Field of Color: Tantra Drawings From Indiaby Joan Waltemath
The Drawing Center
“Marvelously anonymous. Like an antidote. Or a balm…”
—The Drawing Center’s Drawing Papers, "number 50, Field of Color: Tantra Drawings From India", 2004
Originating as illustrations for 17th century tantric texts, tantra drawings have taken on autonomy through their dissemination for use in spiritual practice. In the center of each paper there is a form that has been handed down for generations, used over and over again to aid in meditation until it is worn, some accident befalls it, or a new practitioner arrives. Then a new version is made and the form starts a new life.
Stains from water or other random marks offset the symmetry and provide a context and therefore depth for each transmitted form. In some, the stamps and signature of an official business bleed through from the back and reveal the thinness that separates their respective worlds. In others, small little nicks in the paper reveal color from a paper that has been attached below. When the swiftness of these tiny cuts ruffles the paper just so, they create an awareness of the surface’s dimension.
The papers they are painted on are sometimes pasted together in the most delicate and unassuming way, using, apparently, what was available to put together a surface to hold the painted form. Painted in gouache, tempera, or watercolor in mostly broad, flat areas, these forms sit in the middle of delicate papers that bear the traces of both the lives they lead and those they have passed through.
Each one is unusual in its own way. A narrow band of plain paper frames two blue squares; in each, lines of pink paint run parallel to the edge, vertical in one and horizontal in the other. Beginning fairly opaquely, the pink lines slowly allow the blue to penetrate as the paint in the brush diminishes. Over the whole this ebb and flow of the material resembles raw silk, yet the lines are perfectly straight. The deep breathing of the practitioner who made these pieces resonates when the focus needed to achieve that perfection stills the mind. When those lines are being made, there is nothing in the world but their making. They offer an antidote to the anxiety of a fragmented world.

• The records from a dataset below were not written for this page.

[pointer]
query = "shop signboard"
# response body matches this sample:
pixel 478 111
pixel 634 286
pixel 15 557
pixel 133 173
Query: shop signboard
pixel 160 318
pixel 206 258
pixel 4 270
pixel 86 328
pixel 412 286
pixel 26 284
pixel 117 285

In “Anonymous Untitled” (1990), from Bikaner, two pink forms sit side by side, the right one a somewhat elongated version of the left. In each, a circular form has been removed from its edge, and a thin black line that spirals counterclockwise is in the center, roughly the same size as the circular void pieces. The forms seem to correspond to the distance between the two eyes and the two minds, left and right, so separate and different from one another, although they are the same.
Yet to begin to describe these pieces is to move further from what they essentially are, since what they effect seems much closer to the truth they embody than how they appear. They could almost slip into the tradition of abstraction that began in the 20th century, and certainly that coincidence at this point in time facilitates their reception, but they are much older than the history of abstraction, and that raises questions about how they can be received. Framing them and putting them on the wall to be viewed in the context of the Western tradition of art invites difficulties, which is not to say they shouldn’t be seen.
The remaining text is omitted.